Sunday, November 22, 2020

What To Do When Your Sister Moves Away



When your mom tells you the news that your sister is moving to Montana over a casual pizza night, you wince a little. The corners of your smile twitch upward because you want to smile, but your gut is pulling down, down – deep into the pit of your belly. So your face pulls like a kite string and it looks a little forced, because it is.

So you brace yourself for the coming weeks of missing her and pray they’ll tie neatly into a bow, but you know they won’t. You know everything will be different now, because you’ll never drive to her neighborhood for Halloween; her family won’t be there. You’ll never meet at the darling locally-owned coffee shop, the one she introduced you to years ago when you were new to this coffee business and lost in more ways than one.

And you’ll tell her you’re proud of her and you’re proud of her daughters. For taking a leap of faith that spans 3,000 miles and for embracing the today instead of the tomorrow. For doing something hard; for leaving the familiar and navigating the new.


And you thank her. You thank her for introducing you to her favorite nail salon and coffee shop and diner. You thank her for holding your hand on the hard days, through grief and loss and general bad decisions. For accepting you into her kid-less world even though you were child-ful, and for leading you into that same kid-less world when you suddenly weren’t. You thank her for the late night Chipotle and early morning coffee. For calling La Leche League when you were sobbing on the floor, baby in arms. You thank her for forgiving you for the time you sent her a pregnancy hormone-charged email. For photographing so much of your life, for being the one behind the camera. For being the one behind you.

And then you leave her home and you fight your tears but then you let them out as soon as you hit the pavement, because you know this is a test that you’ve already passed. That the test was actually in the friendship itself – in the very fact that you let someone come close enough that their absence left tears. And you know it doesn’t matter what happens next, because the tears fell and your heart was changed in the time you were lucky enough to have together.

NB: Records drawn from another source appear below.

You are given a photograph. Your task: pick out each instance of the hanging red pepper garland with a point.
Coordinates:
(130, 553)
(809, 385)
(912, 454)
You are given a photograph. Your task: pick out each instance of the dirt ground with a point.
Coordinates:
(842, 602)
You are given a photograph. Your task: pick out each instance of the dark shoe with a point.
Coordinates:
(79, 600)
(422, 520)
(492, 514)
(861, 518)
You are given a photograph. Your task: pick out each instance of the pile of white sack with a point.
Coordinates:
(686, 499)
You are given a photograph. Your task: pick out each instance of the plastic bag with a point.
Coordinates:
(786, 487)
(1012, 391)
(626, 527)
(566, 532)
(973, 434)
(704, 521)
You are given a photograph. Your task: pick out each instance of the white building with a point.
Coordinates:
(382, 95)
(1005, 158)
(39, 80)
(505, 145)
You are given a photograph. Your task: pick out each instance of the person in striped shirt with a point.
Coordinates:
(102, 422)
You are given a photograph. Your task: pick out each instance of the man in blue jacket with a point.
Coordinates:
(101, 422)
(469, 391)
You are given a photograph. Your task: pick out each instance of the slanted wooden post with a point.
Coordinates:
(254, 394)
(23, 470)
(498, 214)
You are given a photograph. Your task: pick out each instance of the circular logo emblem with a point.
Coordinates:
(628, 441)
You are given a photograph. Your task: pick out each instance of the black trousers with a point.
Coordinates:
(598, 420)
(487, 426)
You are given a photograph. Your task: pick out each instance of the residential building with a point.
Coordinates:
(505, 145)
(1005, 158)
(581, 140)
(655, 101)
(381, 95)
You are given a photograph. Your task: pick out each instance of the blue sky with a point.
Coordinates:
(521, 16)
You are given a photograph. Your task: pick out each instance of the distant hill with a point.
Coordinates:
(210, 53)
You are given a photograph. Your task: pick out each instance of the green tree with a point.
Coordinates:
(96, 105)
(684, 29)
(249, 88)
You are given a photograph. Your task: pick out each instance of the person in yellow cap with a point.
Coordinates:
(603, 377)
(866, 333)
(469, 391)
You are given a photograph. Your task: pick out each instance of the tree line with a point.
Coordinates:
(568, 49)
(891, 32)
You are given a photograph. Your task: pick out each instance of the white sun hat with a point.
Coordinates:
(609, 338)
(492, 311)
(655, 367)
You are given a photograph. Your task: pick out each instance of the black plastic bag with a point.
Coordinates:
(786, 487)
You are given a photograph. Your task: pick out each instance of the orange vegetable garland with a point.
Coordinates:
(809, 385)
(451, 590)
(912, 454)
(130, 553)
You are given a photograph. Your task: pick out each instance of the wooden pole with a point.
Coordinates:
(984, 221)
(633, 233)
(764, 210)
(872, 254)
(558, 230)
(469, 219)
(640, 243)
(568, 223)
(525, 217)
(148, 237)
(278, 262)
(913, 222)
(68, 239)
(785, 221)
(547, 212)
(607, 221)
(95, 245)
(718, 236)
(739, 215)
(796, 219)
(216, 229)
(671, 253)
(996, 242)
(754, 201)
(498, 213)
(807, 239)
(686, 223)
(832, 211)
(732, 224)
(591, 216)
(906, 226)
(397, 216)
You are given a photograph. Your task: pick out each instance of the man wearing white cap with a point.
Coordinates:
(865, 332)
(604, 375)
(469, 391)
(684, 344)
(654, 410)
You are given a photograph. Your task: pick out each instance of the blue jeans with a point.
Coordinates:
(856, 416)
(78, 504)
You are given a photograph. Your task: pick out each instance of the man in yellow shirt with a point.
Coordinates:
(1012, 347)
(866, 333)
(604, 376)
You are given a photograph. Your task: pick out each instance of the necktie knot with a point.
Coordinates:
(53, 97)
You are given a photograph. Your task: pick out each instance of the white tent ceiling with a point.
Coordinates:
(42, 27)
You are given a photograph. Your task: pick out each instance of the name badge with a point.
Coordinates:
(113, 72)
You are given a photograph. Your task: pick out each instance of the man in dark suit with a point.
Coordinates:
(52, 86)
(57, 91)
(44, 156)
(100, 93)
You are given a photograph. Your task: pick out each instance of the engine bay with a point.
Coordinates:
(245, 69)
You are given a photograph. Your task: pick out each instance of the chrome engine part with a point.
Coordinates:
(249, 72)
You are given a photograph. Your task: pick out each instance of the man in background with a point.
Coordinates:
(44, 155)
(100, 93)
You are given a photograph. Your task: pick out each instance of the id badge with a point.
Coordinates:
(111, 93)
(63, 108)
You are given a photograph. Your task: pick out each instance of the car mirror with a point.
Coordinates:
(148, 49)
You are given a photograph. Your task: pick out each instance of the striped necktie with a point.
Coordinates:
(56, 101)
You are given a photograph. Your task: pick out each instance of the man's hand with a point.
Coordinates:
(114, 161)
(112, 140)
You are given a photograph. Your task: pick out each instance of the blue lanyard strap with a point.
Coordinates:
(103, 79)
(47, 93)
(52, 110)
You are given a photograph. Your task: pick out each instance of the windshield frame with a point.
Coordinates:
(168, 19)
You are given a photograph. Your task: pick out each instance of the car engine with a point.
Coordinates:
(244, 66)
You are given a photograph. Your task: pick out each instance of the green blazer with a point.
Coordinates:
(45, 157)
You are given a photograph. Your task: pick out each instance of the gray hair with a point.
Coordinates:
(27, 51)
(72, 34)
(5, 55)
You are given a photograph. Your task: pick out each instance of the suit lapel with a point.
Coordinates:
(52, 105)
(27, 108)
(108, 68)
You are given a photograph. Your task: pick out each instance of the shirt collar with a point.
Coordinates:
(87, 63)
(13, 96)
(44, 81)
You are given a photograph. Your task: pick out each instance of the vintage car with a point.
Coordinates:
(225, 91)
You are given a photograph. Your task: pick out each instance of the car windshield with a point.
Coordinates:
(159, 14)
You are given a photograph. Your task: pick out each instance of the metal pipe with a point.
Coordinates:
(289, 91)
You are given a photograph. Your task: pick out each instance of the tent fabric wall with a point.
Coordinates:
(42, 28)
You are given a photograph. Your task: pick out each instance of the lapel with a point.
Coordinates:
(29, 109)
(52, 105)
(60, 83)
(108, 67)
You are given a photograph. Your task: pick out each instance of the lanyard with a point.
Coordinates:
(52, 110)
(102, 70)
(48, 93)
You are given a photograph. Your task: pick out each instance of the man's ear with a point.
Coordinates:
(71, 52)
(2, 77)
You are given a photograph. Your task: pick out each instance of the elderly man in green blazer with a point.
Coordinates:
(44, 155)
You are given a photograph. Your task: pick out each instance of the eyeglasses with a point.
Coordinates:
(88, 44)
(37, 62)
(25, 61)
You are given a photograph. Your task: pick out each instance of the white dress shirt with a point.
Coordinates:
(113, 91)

And you tell her that you’ll visit in the fall – after she’s settled – and you warn her in advance that you’re really bad at keeping in touch but that you want to make an exception for her. And then you tell yourself that it doesn’t matter either way, whether you write or you call on her birthday or you do or you don’t. Because she already changed you. She fulfilled her duty, and you fulfilled yours.

And the rest – the future – just gets to be gold on a wheat covered field.